Now we really avoid unnecessary communication cycles between the client and the server, transferring unnecessary data, stitching several files into one and similar hacks, as well as inefficient sending of unnecessary data to us. This brings us very close to the ideal!
Cache digests are only a proposal for expanding the protocol, but the HTTP community has a great interest in them. We will definitely see and evaluate their use in the very near future.
TcpLet's talk about the impact on the overall performance of other protocols used by the browser to load pages.
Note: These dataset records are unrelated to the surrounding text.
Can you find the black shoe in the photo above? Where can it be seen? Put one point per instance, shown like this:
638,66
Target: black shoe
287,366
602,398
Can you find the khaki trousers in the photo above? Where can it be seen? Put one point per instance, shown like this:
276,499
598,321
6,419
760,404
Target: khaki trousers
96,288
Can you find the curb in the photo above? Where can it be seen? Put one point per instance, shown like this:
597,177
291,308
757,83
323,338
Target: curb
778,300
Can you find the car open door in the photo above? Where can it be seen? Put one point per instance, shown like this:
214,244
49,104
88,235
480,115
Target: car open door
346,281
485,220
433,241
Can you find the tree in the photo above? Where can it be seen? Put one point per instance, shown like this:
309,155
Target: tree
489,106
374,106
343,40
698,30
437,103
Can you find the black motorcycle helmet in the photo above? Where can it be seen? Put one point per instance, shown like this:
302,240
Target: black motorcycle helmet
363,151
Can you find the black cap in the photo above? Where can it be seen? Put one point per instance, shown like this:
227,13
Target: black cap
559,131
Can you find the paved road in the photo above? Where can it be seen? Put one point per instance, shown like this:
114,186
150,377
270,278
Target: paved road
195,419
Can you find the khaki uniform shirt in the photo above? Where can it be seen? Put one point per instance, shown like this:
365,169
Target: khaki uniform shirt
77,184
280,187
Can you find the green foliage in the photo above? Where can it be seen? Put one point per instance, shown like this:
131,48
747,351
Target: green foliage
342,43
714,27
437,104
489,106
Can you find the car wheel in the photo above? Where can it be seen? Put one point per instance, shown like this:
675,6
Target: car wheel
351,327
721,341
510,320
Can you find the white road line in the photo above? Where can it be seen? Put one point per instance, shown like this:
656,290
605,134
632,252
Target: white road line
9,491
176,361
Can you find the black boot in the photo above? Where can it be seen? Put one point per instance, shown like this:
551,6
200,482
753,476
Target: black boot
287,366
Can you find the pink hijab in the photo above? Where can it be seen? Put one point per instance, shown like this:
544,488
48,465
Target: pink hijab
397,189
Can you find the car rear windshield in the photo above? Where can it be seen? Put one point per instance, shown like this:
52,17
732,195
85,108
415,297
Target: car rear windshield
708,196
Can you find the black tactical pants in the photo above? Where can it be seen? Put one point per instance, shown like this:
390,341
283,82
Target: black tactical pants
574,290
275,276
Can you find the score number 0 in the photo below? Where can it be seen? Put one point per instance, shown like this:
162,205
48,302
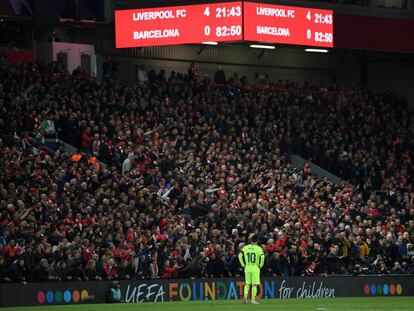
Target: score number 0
207,29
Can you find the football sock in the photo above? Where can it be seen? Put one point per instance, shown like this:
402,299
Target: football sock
246,290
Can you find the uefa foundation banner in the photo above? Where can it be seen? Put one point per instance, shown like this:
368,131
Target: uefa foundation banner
137,291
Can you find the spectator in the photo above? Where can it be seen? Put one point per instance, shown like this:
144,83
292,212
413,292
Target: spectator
114,294
220,76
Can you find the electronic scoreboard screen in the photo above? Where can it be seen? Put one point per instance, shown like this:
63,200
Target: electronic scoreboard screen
287,25
216,22
220,22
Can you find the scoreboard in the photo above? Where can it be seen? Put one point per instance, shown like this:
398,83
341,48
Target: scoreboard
288,25
179,24
220,22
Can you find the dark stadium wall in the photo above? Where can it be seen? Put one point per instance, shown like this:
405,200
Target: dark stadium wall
396,76
136,291
282,63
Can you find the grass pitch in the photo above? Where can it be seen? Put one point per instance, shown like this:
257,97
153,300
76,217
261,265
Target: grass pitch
334,304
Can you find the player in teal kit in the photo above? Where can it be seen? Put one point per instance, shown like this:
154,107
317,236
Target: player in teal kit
251,259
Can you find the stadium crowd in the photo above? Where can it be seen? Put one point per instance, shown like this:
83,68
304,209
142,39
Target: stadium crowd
188,170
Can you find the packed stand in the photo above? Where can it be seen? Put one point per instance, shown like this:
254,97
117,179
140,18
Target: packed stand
190,169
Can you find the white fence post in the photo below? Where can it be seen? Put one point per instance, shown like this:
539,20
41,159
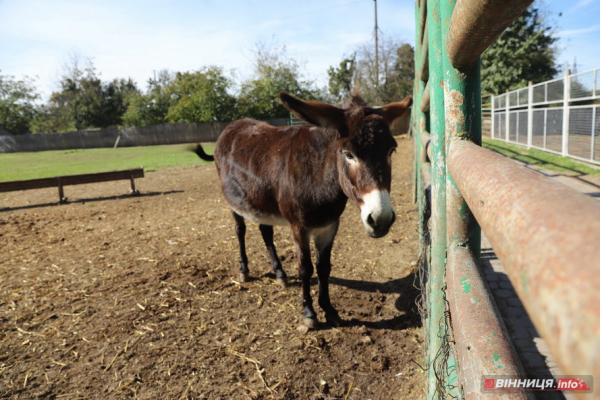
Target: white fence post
530,115
493,121
565,135
507,119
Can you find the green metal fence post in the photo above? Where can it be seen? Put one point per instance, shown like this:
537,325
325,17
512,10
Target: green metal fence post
438,199
462,110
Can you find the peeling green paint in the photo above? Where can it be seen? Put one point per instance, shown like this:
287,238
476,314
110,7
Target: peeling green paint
465,285
524,282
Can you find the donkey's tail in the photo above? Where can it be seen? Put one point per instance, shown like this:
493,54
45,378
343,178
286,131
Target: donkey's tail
202,154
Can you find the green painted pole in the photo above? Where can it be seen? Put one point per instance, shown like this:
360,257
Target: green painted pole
435,295
462,103
419,125
462,110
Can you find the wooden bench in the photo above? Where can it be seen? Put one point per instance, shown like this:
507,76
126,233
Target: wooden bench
60,181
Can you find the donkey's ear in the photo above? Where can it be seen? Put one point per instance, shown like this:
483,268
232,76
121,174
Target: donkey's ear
396,110
319,114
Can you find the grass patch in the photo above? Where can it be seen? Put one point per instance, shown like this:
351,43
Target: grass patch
539,158
47,164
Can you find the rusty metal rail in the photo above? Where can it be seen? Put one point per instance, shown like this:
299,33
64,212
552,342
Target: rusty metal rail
476,24
483,346
546,236
451,35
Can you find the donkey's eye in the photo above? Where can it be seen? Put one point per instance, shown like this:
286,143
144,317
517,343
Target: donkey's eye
348,155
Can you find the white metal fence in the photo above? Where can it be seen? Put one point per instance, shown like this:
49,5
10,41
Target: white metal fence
560,116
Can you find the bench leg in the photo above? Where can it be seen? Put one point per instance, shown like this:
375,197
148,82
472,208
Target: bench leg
134,192
61,195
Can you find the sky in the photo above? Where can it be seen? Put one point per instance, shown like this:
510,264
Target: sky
136,38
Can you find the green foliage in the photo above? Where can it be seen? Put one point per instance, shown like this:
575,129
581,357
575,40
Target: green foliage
274,72
84,101
524,52
17,108
379,81
539,158
340,78
46,164
201,96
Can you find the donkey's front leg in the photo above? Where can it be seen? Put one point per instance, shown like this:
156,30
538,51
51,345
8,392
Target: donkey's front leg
305,271
323,243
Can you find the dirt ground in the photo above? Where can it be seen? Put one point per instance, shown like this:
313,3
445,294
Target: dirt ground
112,296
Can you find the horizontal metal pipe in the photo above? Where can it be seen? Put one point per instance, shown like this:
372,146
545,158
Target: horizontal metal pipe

And it can also be significant: TCP uses a threefold handshake before the first byte of the HTTP value above is sent:

This adds "talkativeness" to each conversation.
TCP Fast Open allows applications to send data directly to SYN and SYN + ACK packets. Unfortunately, this is currently supported only in Linux and OSX, and moreover, there are some features of using TCP Fast Open with the HTTP protocol that the community is currently working on. For example, it is not guaranteed that the data attached to the SYN packet will be sent only once. This opens up a potential repeated request vulnerability that can be used for attacks. Thus, a POST request is not the best candidate for using TCP Fast Open. Moreover, some GET requests also have noticeable side effects, and browsers have no means to distinguish such requests from those that do not have such effects.
TlsTLS adds another layer of client and server interaction, after the TCP connection has been established. It looks like this:

These are two complete message exchanges before the HTTP protocol sends its first request; quite talkative, isn't it? If the client and the server have already communicated before, we can somewhat reduce the communication:

Soon
TLS 1.3 will allow to achieve a “zero” handshake for the case when the client and server have already communicated before - in other words, the HTTP protocol will be able to add the payload already to the first data packet sent to the server. But just as with TCP Fast Open, you need some solution to avoid duplicate requests.
HTTP / nextTCP Fast Open and TLS 1.3 reduce the number of client and server communication cycles when opening a connection. Another way to achieve the same is to reuse a previously opened connection. Now there is a discussion about how to combine HTTP / 2 connections more aggressively; This will not only avoid the cost of opening new connections, but also make more efficient use of the existing ones - TCP is the best option for long-lived, tightly populated connections. This includes
sending certificates to the client , proving that the connection can be safely reused to work with other sources.
Even more drastic experiments are being discussed: replacing TCP with UDP, like
QUIC . There are many controversial issues, but the prospect of reducing the initial data exchange to virtually zero is very attractive. Moreover, the ability to access data in the wrong order as it was sent can also be very useful. This is another way to avoid HOL-blocking in TCP (a protocol with ordered packet delivery). We can choose from the stream of packets we need, understand that some have been lost, request them again - and continue processing the next ones without waiting for the results of the second request.
QUIC is just beginning its journey, so we still will not see its good implementation for a while (or maybe never at all). One of the possible options is to use the example of QUIC to examine all the pros and cons of the approach in order to understand how we can improve TCP performance without hitting such drastic changes in the Web architecture.